From my fucked up jalopy I can see the line - Sally doesn't believe in reservations, and if you even suggest it to her she'll snap at you. She's done it to me a few times, "This ain't some fancy French place, Dacia, if you want my waffles then get your lazy butt out of bed and get in line like everyone else." She has a point, but reservations would curb some of the waiting-in-line drama that breaks out sometimes. I practically had to stop two old ladies from coming to blows once because Old Lady 1 swore up and down that Old Lady 2 had pushed ahead of her in line. People can get crazy for Sally's waffles.
I down the coffee I stood on that long line to get because if there's anything worse than being late, it's showing up late with a drink you waiting fifteen minutes for in your hand. Still, I need the caffeine like the true addict I am, especially if I'm going to make it through another demanding Sunday brunch service. On days like this, the customers didn't just get testy with each other over their place in line, they got really testy with us wait staff, expecting us to cater to every little stupid demand they could think of. Last week I almost smacked a bitch when this table of churchgoers (ironically always the rudest people to deal with), dressed in their Sunday best, kept stopping me every time I walked by their table with something else the
y had "forgotten" to order. Another napkin, more syrup, more butter, a coffee refill, you name it. It got so bad that I developed a case of busy waitress deafness, that sudden disorder where I suddenly lose the ability to hear the demanding, ridiculous shit that's being yelled at me across a crowded room.
One of the women even caught an attitude with me when I was a little slow getting her third cup of coffee. "Umm, excuse me miss, I called you over four times," she said with a snotty look on her face. It's like they can't see all of the other people in the room also demanding refills and syrup and more napkins to a clearly outnumbered group of stressed out waitresses who are actively considering never coming back from their bathroom breaks. And the worst part of people like that? Yup, horrible tippers, one and all. You slave over them like they're kids I'm a cafeteria, and what do they do in return? Shitty tips, bad attitudes, and a promise to return, like clockwork, to repeat the whole scene the next week. Why did I take this job again, I don't even like people that much.

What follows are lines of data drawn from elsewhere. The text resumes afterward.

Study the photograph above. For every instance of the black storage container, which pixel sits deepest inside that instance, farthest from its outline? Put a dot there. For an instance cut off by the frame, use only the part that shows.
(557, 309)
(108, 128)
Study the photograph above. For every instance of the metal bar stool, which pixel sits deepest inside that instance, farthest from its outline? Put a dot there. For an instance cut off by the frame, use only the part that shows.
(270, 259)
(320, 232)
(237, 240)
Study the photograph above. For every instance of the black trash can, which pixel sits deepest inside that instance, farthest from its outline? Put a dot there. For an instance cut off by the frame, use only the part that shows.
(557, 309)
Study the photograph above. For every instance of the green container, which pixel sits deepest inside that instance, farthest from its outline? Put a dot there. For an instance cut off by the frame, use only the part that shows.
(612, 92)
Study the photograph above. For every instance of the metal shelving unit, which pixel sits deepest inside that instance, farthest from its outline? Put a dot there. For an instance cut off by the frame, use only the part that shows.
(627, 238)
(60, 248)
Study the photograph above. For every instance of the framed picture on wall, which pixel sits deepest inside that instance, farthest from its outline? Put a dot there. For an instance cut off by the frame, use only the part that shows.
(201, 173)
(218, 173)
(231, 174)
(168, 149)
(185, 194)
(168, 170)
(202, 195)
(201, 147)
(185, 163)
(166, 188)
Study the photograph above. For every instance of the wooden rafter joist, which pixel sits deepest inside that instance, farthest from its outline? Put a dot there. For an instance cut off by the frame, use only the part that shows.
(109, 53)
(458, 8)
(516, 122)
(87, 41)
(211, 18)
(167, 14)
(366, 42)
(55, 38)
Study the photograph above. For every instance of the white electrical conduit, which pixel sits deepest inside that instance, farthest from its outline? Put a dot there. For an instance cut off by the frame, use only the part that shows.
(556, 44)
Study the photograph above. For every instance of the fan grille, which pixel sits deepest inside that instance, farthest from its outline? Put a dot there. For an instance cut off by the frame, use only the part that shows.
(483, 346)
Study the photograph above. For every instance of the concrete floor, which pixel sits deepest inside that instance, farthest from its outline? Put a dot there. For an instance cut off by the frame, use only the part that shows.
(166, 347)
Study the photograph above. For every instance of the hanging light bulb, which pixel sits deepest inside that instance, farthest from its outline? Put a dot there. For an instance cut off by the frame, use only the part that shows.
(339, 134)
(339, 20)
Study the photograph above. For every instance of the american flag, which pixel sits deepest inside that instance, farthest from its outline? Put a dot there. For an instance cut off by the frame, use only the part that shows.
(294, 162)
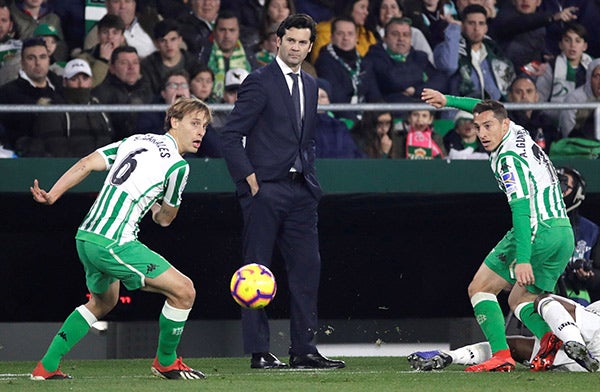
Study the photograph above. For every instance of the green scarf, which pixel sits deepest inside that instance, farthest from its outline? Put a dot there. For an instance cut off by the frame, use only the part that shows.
(216, 62)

After I gulp my coffee so fast I feel like I'm going to gag, I sneak in the back entrance of the kitchen hoping to miss Sally's judgmental grandma glare altogether. She's usually out front greeting all the guests anyway, and giving them her famous "it'll only be about five more minutes" speech. Such bullshit, Sally, why don't you tell them the truth and say that it'll be forty-five minutes spent standing on line while your toddler pulls at your leg and asks when they get to eat. And that's if you're lucky enough that the people already sitting and scarfing down sausage and eggs like it's their job decide to not sit an extra half hour to just shoot the shit over yet another cup of coffee. This is my morning, serving people like this, but I figure it's best to just slip in the back, throw my apron on real quick, and come out front looking flustered so that maybe Sally won't notice how late I am.
The second I walk in I know that I should have just called in sick. At least when you do that your coworkers keep their judgements of you quiet, or at the very least you won't be around to hear them, but when you meander into a busy brunch service late, you get the justified "fuck you bitch" stares from the girls who've been covering your tables and dealing with disgruntled customers who want their bacon more well done. I get it, but it's still uncomfortable. Maybe I'll just kill them all with kindness and see how that goes. Who are you kidding?